VZV infection gives rise to 2 distinct syndromes. The primary infection, chickenpox, is a contagious and usually benign febrile illness. After this infection resolves, viral particles remain in the dorsal root or other sensory ganglia, where they may lay dormant for years to decades.
In this latent period, host immunologic mechanisms suppress replication of the virus, but VZV reactivates when the host mechanisms fail to contain the virus. Such failure may result from a wide spectrum of conditions, ranging from stress to severe immunosuppression; occasionally, it follows direct trauma. VZV viremia occurs frequently with chickenpox but also may arise with herpes zoster, albeit with a lower viral load.
Once VZV is activated at the spinal root or cranial nerve neurons, an inflammatory response occurs that also encompasses the leptomeninges; both plasma cells and lymphocytes are noted. This inflammation in the dorsal root ganglion can be accompanied by hemorrhagic necrosis of nerve cells. The result is neuronal loss and fibrosis.
The frequency of dermatologic involvement is correlated with the centripetal distribution of the initial varicella lesions. This pattern suggests that the latency may arise from contiguous spread of the virus during varicella from infected skin cells to sensory nerve endings, with subsequent ascent to the ganglia. Alternatively, the ganglia may become infected hematogenously during the viremic phase of varicella, and the frequency of the dermatome involvement in herpes zoster may reflect the ganglia most often exposed to reactivating stimuli.
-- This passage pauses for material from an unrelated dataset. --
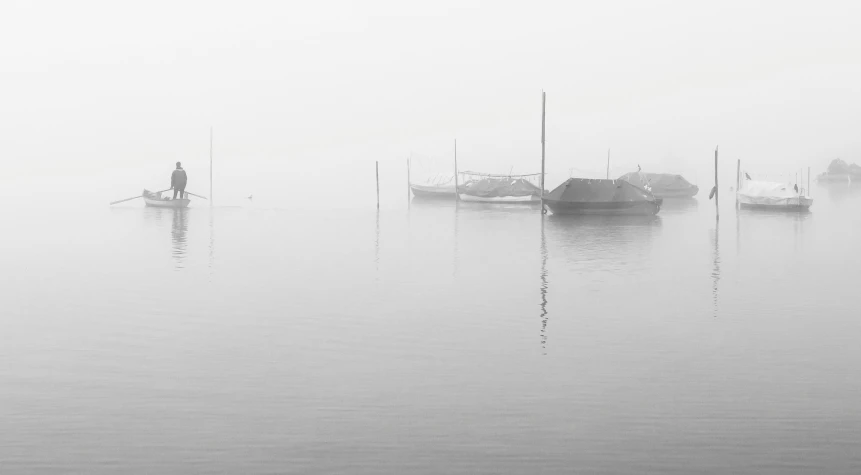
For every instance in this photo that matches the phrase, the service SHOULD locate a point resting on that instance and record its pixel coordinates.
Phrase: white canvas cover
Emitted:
(769, 193)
The appearance of the cutaneous rash due to herpes zoster coincides with a profound VZV-specific T-cell proliferation. Production of interferon alfa appears with the resolution of herpes zoster. In immunocompetent patients, specific antibodies (immunoglobulins G, M, and A [IgG, IgM, and IgA]) appear more rapidly and reach higher titers during reactivation (herpes zoster) than during the primary infection. The patient has a long-lasting, enhanced, cell-mediated immunity response to VZV.[8, 9, 10]
The anatomic location of the involved dermatome often determines the specific manifestations. When cervical and lumbar roots are involved, motor involvement, which is often overlooked, may be evident, depending on the virulence or extent of migration. In at least 1 case of motor neuron involvement, lymphocytic infiltration and myelin breakdown were observed with preservation of axons.
Herpes zoster infections are contagious to persons with no previous immunity to VZV. However, herpes zoster is estimated to be only one third as contagious as primary varicella. It is transmitted either via direct contact with the lesions or via the respiratory route.